Plant black mondo grass (Ophiopogon planiscapus "Nigrescens") along walkways, or use this striking perennial as a ground cover in perennial flower beds or shrub beds. In containers, the purple-black foliage creates striking contrast alone or with other perennials. You can grow black mondo grass in U.S. Department of Agriculture plant hardiness zones 5 through 10.
Black mondo grass leaves typically grow 6 to 9 inches long, but can grow up to 15 inches long. The leaves arch gracefully, creating a soft, low ground cover. To create a dense planting, space plants 3 to 6 inches apart. The leaves are dark purple to black, creating a dramatic visual effect. In late summer, tiny pink to purple flowers bloom along arching stalks above the leaves, creating a delicate contrast.

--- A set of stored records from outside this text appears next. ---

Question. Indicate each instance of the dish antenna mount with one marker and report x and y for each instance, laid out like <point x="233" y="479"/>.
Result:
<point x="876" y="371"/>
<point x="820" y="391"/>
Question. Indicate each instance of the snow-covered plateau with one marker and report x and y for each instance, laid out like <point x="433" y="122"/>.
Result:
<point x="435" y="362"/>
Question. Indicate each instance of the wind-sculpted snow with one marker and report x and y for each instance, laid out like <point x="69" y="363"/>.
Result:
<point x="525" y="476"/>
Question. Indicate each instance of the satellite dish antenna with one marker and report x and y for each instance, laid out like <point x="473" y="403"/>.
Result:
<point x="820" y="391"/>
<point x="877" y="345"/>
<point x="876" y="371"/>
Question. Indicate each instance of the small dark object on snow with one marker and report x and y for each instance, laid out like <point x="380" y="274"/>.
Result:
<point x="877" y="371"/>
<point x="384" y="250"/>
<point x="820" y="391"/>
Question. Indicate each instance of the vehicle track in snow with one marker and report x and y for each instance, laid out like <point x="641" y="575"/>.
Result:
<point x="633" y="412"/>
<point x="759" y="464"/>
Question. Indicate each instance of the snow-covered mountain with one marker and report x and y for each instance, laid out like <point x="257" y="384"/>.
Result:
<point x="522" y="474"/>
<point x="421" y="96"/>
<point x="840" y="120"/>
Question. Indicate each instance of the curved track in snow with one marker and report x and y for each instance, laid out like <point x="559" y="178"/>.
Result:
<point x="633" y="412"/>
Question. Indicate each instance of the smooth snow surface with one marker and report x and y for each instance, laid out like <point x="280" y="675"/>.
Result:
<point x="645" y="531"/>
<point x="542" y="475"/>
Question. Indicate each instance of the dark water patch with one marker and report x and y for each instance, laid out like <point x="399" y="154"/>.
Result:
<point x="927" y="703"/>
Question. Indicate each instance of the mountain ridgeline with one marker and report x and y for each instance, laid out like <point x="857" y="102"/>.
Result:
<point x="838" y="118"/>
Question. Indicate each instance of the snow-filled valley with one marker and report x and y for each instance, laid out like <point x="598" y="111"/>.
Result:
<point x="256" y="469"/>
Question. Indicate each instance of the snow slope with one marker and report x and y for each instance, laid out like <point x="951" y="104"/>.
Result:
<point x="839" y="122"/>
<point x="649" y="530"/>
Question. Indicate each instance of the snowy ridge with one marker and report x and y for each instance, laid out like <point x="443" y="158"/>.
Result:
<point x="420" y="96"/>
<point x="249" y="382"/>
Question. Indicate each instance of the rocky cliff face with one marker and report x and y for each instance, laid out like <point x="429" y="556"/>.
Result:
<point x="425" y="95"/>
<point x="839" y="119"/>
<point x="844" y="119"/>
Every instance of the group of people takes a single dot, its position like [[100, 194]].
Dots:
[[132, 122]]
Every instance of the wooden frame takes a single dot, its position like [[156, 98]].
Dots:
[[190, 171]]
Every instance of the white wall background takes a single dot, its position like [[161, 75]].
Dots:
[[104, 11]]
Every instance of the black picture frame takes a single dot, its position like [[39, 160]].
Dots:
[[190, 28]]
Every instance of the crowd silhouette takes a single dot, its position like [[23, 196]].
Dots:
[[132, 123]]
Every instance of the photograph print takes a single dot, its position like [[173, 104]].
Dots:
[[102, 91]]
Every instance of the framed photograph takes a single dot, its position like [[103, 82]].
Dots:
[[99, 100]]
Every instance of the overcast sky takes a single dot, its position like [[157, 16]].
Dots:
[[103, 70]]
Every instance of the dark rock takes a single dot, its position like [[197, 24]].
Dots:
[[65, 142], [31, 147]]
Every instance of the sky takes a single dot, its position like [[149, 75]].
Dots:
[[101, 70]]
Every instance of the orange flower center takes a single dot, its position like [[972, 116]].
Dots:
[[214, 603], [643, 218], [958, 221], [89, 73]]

2. Growing Regions and Hardiness
If you live in mild areas of the growing zone, with mild frost or no winter frost, black mondo grass will grow year-round as an evergreen. In areas with heavy winter frosts and snow, the plants will die back in winter but will come up again in spring from the roots. Though technically hardy in USDA zone 5, it's a good idea to plant black mondo grass in a protected area in USDA zone 5.
3. Growing Requirements
You can grow black mondo grass in full sun, where it gets six or more hours of sun a day, or in part shade with two to four hours per day. This makes it a good choice for transition zones where the garden changes from sun to shade. Black mondo grass grows well in loamy soil and needs regular moisture to thrive. Water once a week, soaking the roots deeply each time. Plan to provide about 1 inch of water per week. In hot weather, feel the soil 1 to 2 inches deep and water when it starts to dry out.

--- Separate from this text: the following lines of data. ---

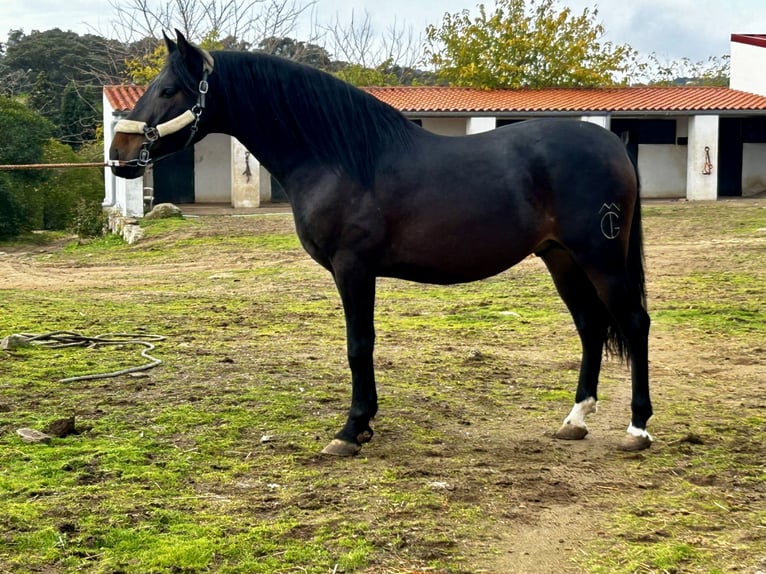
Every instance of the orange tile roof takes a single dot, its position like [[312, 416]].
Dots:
[[638, 99], [445, 100]]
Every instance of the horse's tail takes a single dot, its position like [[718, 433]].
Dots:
[[616, 343]]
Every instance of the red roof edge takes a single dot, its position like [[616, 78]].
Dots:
[[751, 39]]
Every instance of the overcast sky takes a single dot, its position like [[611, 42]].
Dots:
[[672, 29]]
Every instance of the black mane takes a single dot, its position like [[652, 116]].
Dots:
[[335, 123]]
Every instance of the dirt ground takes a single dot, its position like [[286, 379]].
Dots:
[[552, 492]]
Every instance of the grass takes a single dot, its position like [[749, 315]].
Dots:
[[210, 463]]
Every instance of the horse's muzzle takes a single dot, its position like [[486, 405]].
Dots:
[[125, 148]]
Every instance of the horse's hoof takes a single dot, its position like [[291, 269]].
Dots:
[[633, 443], [364, 436], [341, 448], [571, 432]]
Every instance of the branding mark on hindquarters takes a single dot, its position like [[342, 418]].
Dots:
[[610, 220]]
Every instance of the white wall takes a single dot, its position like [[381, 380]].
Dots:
[[747, 65], [479, 124], [445, 126], [599, 120], [753, 169], [212, 169], [662, 169], [125, 195]]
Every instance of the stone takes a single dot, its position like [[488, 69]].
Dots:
[[61, 427], [163, 211], [33, 436]]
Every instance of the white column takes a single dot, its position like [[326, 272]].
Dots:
[[703, 133], [264, 184], [476, 125], [129, 196], [245, 177], [600, 120]]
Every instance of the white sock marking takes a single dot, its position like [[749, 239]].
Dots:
[[640, 433], [578, 413]]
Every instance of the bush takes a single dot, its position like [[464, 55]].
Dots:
[[88, 218], [44, 199], [24, 135], [66, 188]]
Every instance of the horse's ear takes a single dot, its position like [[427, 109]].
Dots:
[[188, 51], [169, 44], [193, 55]]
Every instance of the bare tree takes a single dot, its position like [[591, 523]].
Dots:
[[249, 22], [358, 42]]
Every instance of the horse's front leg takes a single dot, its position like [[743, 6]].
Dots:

Fertilize twice a month using a balanced, liquid fertilizer, like a 10-10-10 or 20-20-20 formula. Add 1/2 tablespoon to 1 gallon of water for each plant and then pour it onto the soil around the base. Black mondo grass is mostly pest-free, but you might find an occasional slug or snail on the plants. Just pick them off so they don't damage the leaves.
5. Dividing and Transplanting
Every two to three years, divide black mondo grass to prevent overcrowding. Dig out the clumps 12 inches deep. To get as much of the roots as possible, dig 8 inches from the base of each plant. To divide, simply pull the plants into two or three sections, and then replant each section. You can use the divisions to create a new planting somewhere in the garden, or pot them up to give away is you have more than you need.